One Shopify account, millions of merchants, one-click shopping. Now we have ourselves a full-blown Amazon competitor.
I keep coming back to the same mental model: growth isn’t about funnels, is about loops. That’s because it holds true for most products.
What I'm trying to say is that there's a (longer cycle) loop in here as well. And this loop, if reinforced well enough, can launch Shopify (to everyone’s surprise) as a worthy opponent for Amazon.
- Shopify Fulfillment Network makes it a no-brainer to signup to Shopify as a merchant, thus increasing the supply of stores (and products) available on the platform.
- Introducing a unified checkout, à la Amazon, and a seamless buying and shipping experience will, indisputably, attract new customers to Shopify merchants, and increase the order frequency.
- As the flow of money towards the Shopify platform increases, more and more merchants will begin to migrate, or more new businesses will get started, attracted to the pre-existing mass of buyers. With unified checkout, it’s now easier than ever to tap into the Shopify ecosystem.
- By having a bigger supply of merchants (and products), more buyers will gravitate towards Shopify. And so on, so forth.Many are crying foul, accusing Amazon of being a monopoly whose share of the e-commerce space will slowly approach to 100%.
After this launch, I seriously think those people will have to find something else to worry about.
The key to Europe: Continent-wide distribution
When we think about innovation, our heads turn to America. Almost all global companies start over the, and Shopify isn't the exception. The Shopify Fulfillment Network will understandably start in the US because of:
- The proximity to Canada,
- The fact that it’s the West’s biggest unified market,
- There's an existing blueprint one can follow – someone (em, Amazon) did it before.But people often forget that the European internet market is 2x as big as the US market. This means that the potential opportunity is even bigger than in the US. The unsurmountable problem (so far) is fragmentation.
A few months ago, while covering DNVBs, I wrote:
“Second, being in Europe means fragmentation when it comes to international expansion. The US is one single market that shares a common language, as opposed to Europe, where different country languages, culture and regulations make scaling more challenging, all the way from product development to marketing and shipping.”
And that's the key.
Right now, the biggest hurdle merchants who rely on shipping to deliver products to customers face is cross-country logistics.

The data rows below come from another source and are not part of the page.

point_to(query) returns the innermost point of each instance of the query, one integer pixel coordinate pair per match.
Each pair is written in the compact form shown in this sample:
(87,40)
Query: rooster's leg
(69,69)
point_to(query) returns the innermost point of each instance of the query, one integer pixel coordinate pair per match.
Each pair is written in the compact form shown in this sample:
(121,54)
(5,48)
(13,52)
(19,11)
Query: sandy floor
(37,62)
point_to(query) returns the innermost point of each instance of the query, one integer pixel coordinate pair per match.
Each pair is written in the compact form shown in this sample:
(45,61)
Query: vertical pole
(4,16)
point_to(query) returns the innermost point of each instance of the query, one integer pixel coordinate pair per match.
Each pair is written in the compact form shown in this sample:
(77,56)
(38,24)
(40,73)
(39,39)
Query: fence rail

If figuring this out in the US is hard and requires +$1 billion, doing it in Europe, across country borders and across governments, is an order of magnitude more complex. (And I’m not even considering Brexit here.)
This means that whoever figures that out has, as a consequence, an insanely deep moat around them. If Shopify plays its cards right, their fulfillment could turn out to be bigger than their core online store business.